The questions the FASB is attempting to address in the Nov. 19, 2018, proposal are not related to requests from banks, lawmakers and trade groups to either tweak major parts of the standard or delay when companies must comply with it.
The credit losses accounting standard, considered the board’s chief response to the 2008 financial crisis, is expected to cause the biggest change to bank accounting in decades. It upends how banks calculate losses on souring loans and other financial products, requiring them to look to the future and make estimates of expected losses when calculating their loan loss reserves. The new accounting method, which starts going into effect in 2020 for large, publicly traded banks, reverses current generally accepted accounting principles (GAAP), which requires banks to only consider losses when they are “probable,” which in practice has meant long after customers stop making payments.
Because the new credit losses accounting standard will usher in such significant changes, the FASB has been trying to stay abreast of questions from accountants, auditors and regulators on how businesses should interpret the rules and calculate their credit losses. The board convened a special panel called a transition resource group to field questions. Some of the questions in the Nov. 19, 2018, proposal originated from the special panel.
On hedge accounting, the proposal calls for eight updates to the FASB’s August 2017 update to GAAP. The update, which goes into effect in 2019 for public companies, attempts to simplify some aspects of hedge accounting and make the specialized, favorable accounting treatment easier to attain. Businesses largely have welcomed the FASB’s updates to hedge accounting.
The clarifications address: how to handle partial-term fair value hedges of both interest rate risk and foreign exchange risk; the amortization of fair value hedge basis adjustments; disclosure of fair value hedge basis adjustments; and consideration of the hedged contractually specified interest rate under what the accounting guidance calls the hypothetical derivative method. In addition, the FASB plans to make some transition provisions clearer, clarify two narrow application questions for not-for-profit organizations and specify how to apply a “first of” cash flow hedging technique to overall cash flows on a group of variable interest payments.

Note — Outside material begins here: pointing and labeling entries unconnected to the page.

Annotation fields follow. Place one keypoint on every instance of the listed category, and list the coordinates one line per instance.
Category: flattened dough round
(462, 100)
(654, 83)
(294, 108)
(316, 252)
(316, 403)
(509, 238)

The classification and measurement accounting standard is considered less of a change for banks and other businesses. It attempts to lay out broad principles for businesses to determine how to classify and measure certain types of assets and liabilities, a move the FASB said was necessary after the financial crisis revealed that financial products had become more complex and existing classification and measurement models had not kept up with them.
The proposal addresses four questions about the accounting standard. It attempts to clarify how to apply ASC 820, Fair Value Measurement, to an alternative measurement technique in the classification and measurement standard. It also clarifies that private companies do not have to disclose the fair value of financial instruments they hold to maturity and measure at amortized cost, and states that health and welfare plans are excluded from the scope of the standard. In addition, the proposal attempts to answer questions about whether equity securities without readily determinable fair values measured in accordance with the measurement alternative should continue to be remeasured at historical exchange rates.